Six sessions took place during the two-day workshop, dealing with context specific priority areas, such as the circular economy, CO2 valorisation and waste management. Each session included experts, and opportunity for Q&A’s, as well as working groups and discussion panels. This allowed for a hands-on evaluation of possible solutions for industry needs while, in parallel, giving a voice for representatives from the European Commission in an open and transparent dialogue.
HARMONI, in the words of the DG Research and Innovation, “can play a very interesting role in the future of the Horizon Europe Programme”, especially due to its good practise of integrating regulation and standardisation.
What’s next?
The HARMONI project continues until October 2019. The results of the project mainly address industry, regulatory and standardisation bodies. Identified priorities and results from the working groups will serve to provide recommendations to the responsible authorities.
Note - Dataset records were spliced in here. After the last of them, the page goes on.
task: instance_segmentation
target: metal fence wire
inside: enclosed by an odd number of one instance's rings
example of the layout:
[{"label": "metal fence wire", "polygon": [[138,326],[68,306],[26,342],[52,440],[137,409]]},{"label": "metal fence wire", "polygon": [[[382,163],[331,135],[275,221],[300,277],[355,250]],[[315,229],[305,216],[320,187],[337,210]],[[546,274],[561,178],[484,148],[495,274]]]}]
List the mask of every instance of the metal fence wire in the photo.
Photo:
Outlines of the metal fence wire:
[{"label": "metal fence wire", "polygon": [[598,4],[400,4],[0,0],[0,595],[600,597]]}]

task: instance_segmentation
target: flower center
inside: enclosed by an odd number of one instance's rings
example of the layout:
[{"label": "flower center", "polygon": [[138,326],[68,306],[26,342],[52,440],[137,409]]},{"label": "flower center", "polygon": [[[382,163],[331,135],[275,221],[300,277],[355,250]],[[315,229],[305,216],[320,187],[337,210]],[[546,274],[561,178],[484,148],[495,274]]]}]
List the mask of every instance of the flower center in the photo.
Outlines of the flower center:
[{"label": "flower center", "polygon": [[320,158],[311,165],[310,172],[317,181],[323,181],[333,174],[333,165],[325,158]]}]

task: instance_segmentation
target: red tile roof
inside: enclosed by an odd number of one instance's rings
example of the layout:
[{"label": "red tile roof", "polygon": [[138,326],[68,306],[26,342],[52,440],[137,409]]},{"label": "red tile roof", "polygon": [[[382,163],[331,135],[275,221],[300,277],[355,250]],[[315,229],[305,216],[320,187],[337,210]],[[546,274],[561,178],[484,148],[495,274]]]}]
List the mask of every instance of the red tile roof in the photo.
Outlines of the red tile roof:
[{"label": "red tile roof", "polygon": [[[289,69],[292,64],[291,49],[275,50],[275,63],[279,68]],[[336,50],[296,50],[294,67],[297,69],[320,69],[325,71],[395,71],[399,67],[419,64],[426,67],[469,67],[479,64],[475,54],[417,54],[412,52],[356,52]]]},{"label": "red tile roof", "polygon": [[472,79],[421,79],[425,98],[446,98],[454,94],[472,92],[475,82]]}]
The HARMONI team welcomes your input and looks forward to engaging with you in order to move towards a sustainable and competitive European process industry. Why not subscribe to the HARMONI newsletter to keep up to date with upcoming events and results?
HARMONI aims to bring together all the relevant stakeholders in the process industry to jointly identify, analyse and propose solutions to the regulatory bottlenecks and standardisation needs that hamper their innovation processes and the market uptake of their results.
To do this, the project is developing and applying a methodology that ensures effective collaboration between the eight sectors involved in the SPIRE contractual Public Private Partnership to elaborate the solutions to the common challenges they face due to non-technological barriers including regulatory issues and lack of appropriate European Standards relevant to improving resource efficiency. In addition, HARMONI is analysing, comparing and proposing recommendations to trigger the transferability of technical solutions among and beyond the SPIRE sectors.
The project activities should enable an optimised EU regulatory and standardisation framework that facilitates and supports innovation in the process industry; improved participation of the SPIRE community in EU regulatory and procedures; earlier and more active involvement of the SPIRE community in the EU standardisation process; and an overall better environment that maximises transferability rates for technologies across SPIRE sectors.